Live performance in 3D spatial sound using headphones
The Tree Spirits| Touch sound work reflects on the life of a tree, speculating on its acoustic component, and explores the interaction of an individual part of a plant with the colony of organisms and the forest biotic community. The sound recordings give voice to the existence of a tree in its annual and life cycles which begin and end in silence. The silence anticipating the springtime resurgence of sap flow, and the silence of destruction caused by climate change, drought, and fires.
The artist zeros in on the touch; touch as an expression of genuine concern and awareness of the coexistence with plants, and a destructive touch of environmental devastation. The sounds of touching a tree trunk, branches rubbing against each other, the crushing of loose bark, the foliage, the rustling of trees in the wind, water drenching the roots – an acoustic journey through the physical existence of a tree. All the way to branch breaking, tree falling and a fire, a warning of the upcoming drought which is always a hard blow to a forest habitat.
The composition with the recorded and processed tree sounds, produced both within the organism as well as when touched by a human or the environment, builds an emotional and dramatic narrative charged with the natural and amplified sounds comingling and entwining. A dynamic live performance in spatial 3D sound on headphones pulls the listener in the very centre of a sound happening.
Link: Brane Zorman: Duh dreves - Steklenik
Part of the equipment of the konS platform project is used in the performance.

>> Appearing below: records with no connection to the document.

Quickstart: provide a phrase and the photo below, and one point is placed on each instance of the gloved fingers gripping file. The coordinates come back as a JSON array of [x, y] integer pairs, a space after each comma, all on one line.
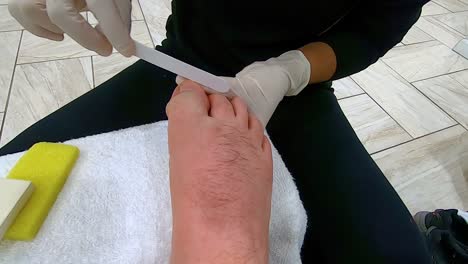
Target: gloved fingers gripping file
[[181, 68]]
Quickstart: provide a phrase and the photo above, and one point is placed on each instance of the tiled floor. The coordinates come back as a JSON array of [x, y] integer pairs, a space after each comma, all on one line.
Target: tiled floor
[[410, 109]]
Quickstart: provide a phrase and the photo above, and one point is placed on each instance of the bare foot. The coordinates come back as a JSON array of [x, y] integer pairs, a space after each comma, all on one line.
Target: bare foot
[[221, 179]]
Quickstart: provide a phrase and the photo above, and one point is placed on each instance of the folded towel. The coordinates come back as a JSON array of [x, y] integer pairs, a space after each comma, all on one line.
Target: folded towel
[[115, 206]]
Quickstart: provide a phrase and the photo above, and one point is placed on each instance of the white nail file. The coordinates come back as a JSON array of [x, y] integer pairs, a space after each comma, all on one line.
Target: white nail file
[[13, 196], [181, 68]]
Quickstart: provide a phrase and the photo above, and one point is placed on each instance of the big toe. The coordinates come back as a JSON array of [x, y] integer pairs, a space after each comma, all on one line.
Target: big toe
[[189, 100], [221, 107]]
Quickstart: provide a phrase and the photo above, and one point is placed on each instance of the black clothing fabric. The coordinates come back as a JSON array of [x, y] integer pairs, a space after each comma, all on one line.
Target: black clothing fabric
[[231, 34], [355, 216]]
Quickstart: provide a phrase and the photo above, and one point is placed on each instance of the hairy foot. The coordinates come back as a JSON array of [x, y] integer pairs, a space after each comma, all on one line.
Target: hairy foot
[[221, 179]]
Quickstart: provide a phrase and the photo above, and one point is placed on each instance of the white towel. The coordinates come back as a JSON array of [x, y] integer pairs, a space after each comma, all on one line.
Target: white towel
[[115, 206]]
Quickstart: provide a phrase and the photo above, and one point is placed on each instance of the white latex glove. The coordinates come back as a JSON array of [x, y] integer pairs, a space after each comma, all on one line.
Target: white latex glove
[[263, 85], [51, 18]]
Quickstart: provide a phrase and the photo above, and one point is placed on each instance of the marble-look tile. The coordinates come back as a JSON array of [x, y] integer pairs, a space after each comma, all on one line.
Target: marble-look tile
[[346, 87], [453, 5], [140, 33], [36, 49], [416, 35], [41, 88], [7, 22], [156, 13], [439, 31], [8, 51], [136, 13], [106, 67], [375, 128], [409, 107], [432, 8], [457, 21], [448, 94], [424, 60], [427, 172], [461, 77]]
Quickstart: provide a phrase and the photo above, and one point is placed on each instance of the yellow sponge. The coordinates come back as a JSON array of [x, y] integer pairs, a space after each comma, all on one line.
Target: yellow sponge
[[47, 166]]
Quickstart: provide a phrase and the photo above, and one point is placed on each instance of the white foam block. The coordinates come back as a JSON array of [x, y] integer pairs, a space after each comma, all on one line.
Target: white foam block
[[13, 196]]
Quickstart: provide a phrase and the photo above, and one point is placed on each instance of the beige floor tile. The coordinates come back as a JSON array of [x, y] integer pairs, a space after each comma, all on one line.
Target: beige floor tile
[[432, 8], [156, 13], [141, 34], [106, 67], [457, 21], [424, 60], [439, 31], [461, 77], [41, 88], [453, 5], [449, 94], [7, 22], [375, 128], [411, 109], [427, 172], [416, 35], [346, 87], [8, 50], [136, 13], [36, 49]]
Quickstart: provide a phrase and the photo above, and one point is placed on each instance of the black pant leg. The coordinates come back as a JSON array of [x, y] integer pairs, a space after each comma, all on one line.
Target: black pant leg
[[136, 96], [355, 215]]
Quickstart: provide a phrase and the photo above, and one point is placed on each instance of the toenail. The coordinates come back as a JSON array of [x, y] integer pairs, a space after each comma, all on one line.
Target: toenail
[[188, 86]]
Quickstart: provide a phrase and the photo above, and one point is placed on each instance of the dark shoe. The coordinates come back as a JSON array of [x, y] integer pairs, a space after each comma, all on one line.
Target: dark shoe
[[446, 235]]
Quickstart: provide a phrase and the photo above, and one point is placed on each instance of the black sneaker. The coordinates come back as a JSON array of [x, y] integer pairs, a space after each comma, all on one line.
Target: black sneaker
[[446, 235]]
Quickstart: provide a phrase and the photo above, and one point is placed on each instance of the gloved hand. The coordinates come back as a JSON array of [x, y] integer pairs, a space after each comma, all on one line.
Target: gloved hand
[[51, 18], [262, 85]]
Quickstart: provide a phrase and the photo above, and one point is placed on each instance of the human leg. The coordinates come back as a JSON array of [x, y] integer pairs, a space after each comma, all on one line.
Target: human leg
[[355, 215], [138, 95]]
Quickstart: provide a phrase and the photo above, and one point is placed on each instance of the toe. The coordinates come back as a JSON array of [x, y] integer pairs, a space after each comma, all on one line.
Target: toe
[[221, 108], [241, 112], [188, 101]]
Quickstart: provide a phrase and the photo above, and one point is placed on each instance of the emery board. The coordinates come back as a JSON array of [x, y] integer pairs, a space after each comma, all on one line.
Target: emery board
[[181, 68], [13, 196]]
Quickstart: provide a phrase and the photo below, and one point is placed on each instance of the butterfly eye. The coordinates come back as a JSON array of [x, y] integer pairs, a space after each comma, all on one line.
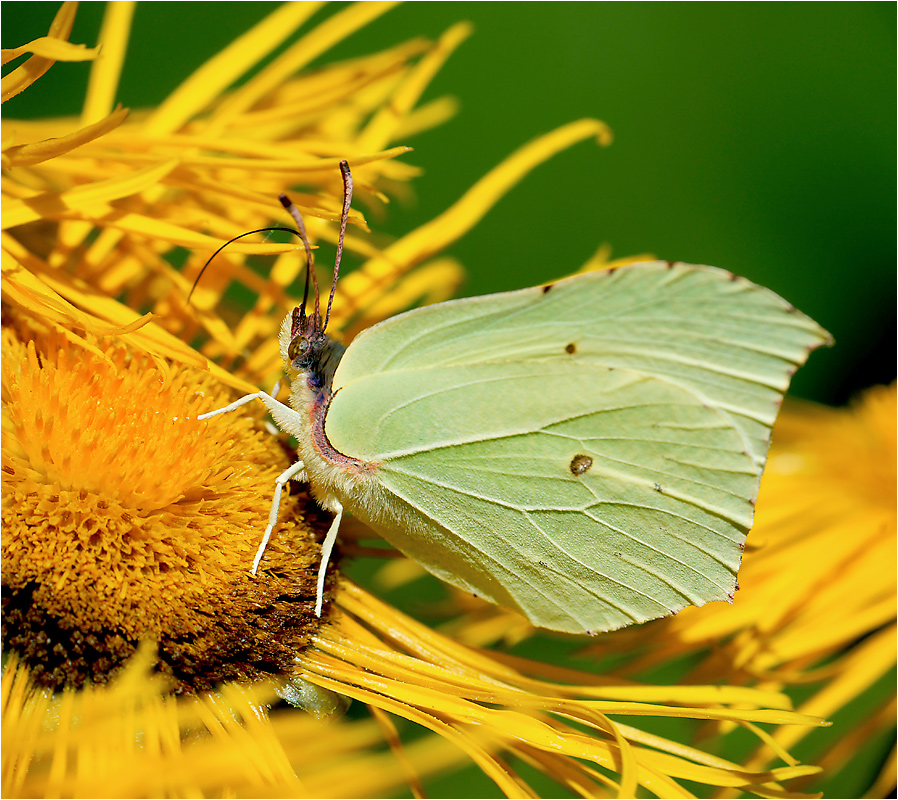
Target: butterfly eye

Brane Zorman, composer, curator, sound and radio artist, sound manipulator and producer, living in Ljubljana, Slovenia. He has composed numerous soundworks for theatre, dance performances, new media, internet projects, exhibitions, and events. In his work, he explores the possibilities of processing, presence, perception, placement, and reinterpretation of sound. He developed special interest in uncovering the unseen, unheard and hidden presence of the sound, vibrations, radiation like EMS spectrum, Earth trembling, and plants communication. By using both sophisticated and simple tools, he constantly develops strategies, methods, dynamic and interactive interpretation models, soundscapes, ending in evolving electroacoustic sound sculptures.
He has curated and led projects such as ZVO.ČI.TI so.und.ing, ZVO.ČI.TI so.und.ing DUO, CTR series, Hidden Materia I in II, EMS Memory Trackers, Lu-na Mo-on reflect, numerous compositions in spatial sound, soundscape recordings, podcasts, theatre shows and installations.
With Irena Pivka he has co-founded CONA Institute for Contemporary Arts Processing with whom he co-curates radioCona - A legal temporary project radio for contemporary art and platform using radio-frequency space in the art contexts and Steklenik Gallery for sound, bioacustics and art, performative sound walks: Walk The City, 2.WALK, Sandbox, and conceptualises other CONA projects and events. He is member of JATA C – a Slovenian bio-electro-acoustics sound research group.